Federal Circuit Says User-Matching Patent Claims are Abstract in Precedential Eligibility Decision
“A patentee must do more than invoke a generic need for claim construction or discovery to avoid grant of a motion to dismiss under § 101.” – Federal Circuit
In a precedential decision authored by Judge Tiffany Cunningham on Friday, the U.S. Court of Appeals for the Federal Circuit (CAFC) ruled that two patents for methods of connecting users based on their answers to polling questions were directed to patent ineligible subject matter under 35 U.S.C. § 101.
U.S. Patent Nos. 9,087,321 and 10,936,685 are owned by Trinity Info Media, LLC and are titled “Poll-Based Networking System.” The U.S. District court for the Central District of California granted Covalent, Inc.’s motion to dismiss under Rule 12(b)(6), finding that the claims were directed to the abstract idea of “matching users who gave corresponding answers to a question” and did not contain an inventive concept.

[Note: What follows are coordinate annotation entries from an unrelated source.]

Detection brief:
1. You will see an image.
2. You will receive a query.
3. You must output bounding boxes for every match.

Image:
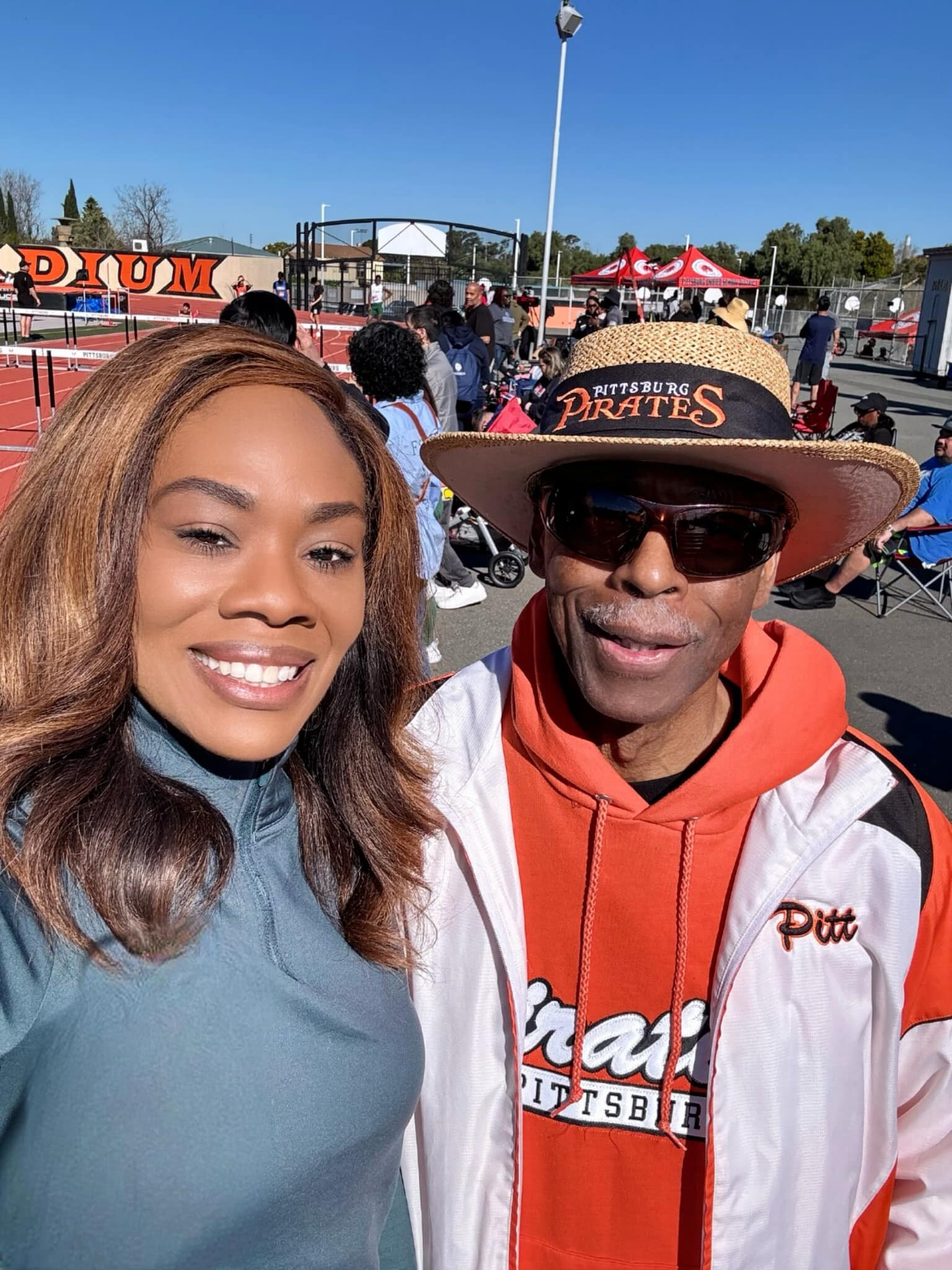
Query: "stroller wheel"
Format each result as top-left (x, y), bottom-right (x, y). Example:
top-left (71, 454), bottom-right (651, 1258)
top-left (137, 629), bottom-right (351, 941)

Trinity argued that the district court should have conducted claim construction and discovery before analyzing the claims under Section 101, but the CAFC disagreed and explained that “[a] patentee must do more than invoke a generic need for claim construction or discovery to avoid grant of a motion to dismiss under § 101.” Instead, said the court, the patent holder must “propose a specific claim construction or identify specific facts that need development and explain why those circumstances must be resolved before the scope of the claims can be understood for § 101 purposes.”
Turning to the two-step Alice-Mayo test, the court next found that the claims were directed to the patent ineligible concept of “matching based on questioning” at step one, and rejected Trinity’s arguments that the patents claim an advance over the prior art because prior art inventions were not carried out on mobile phones; did not employ “multiple match servers”; and did not employ “match aggregator[s]”. “Even accepting these statements as true, the claims are directed to nothing more than performing the abstract idea of matching on a mobile phone,” said the court.
The CAFC said that Trinity’s claim that “humans could not mentally engage in the ‘same claimed process’ because they could not perform ‘nanosecond comparisons’ and aggregate ‘result values with huge numbers of polls and members,’ nor could they select criteria using ‘servers, storage, identifiers, and/or thresholds,’” was not “tethered to the asserted claims, which do not require ‘nanosecond comparisons’ or aggregating ‘huge numbers of polls and members.’”
Citing Electric Power Group. and ChargePoint, Inc. v. SemaConnect, Inc., the court also noted that it has held before that claims requiring “generic computer components” or “operations that a human could not perform as quickly as a computer” can still be directed to an abstract concept. Trinity’s reliance on generic computing terms like “data processing system,” “processors” and “memory” further doomed the claims, said the court, since they confirmed that the claims don’t require specialized computing components but, rather, “provide a generic technical environment for performing the abstract idea.”
Trinity’s argument that its “non-traditional design” that allowed for “rapid comparison and aggregation of result values even with large numbers of polls and members” should have been more thoroughly considered by the district court, but the CAFC said “[t]he use of a unique identifier does not prevent a claim from being directed to an abstract idea.”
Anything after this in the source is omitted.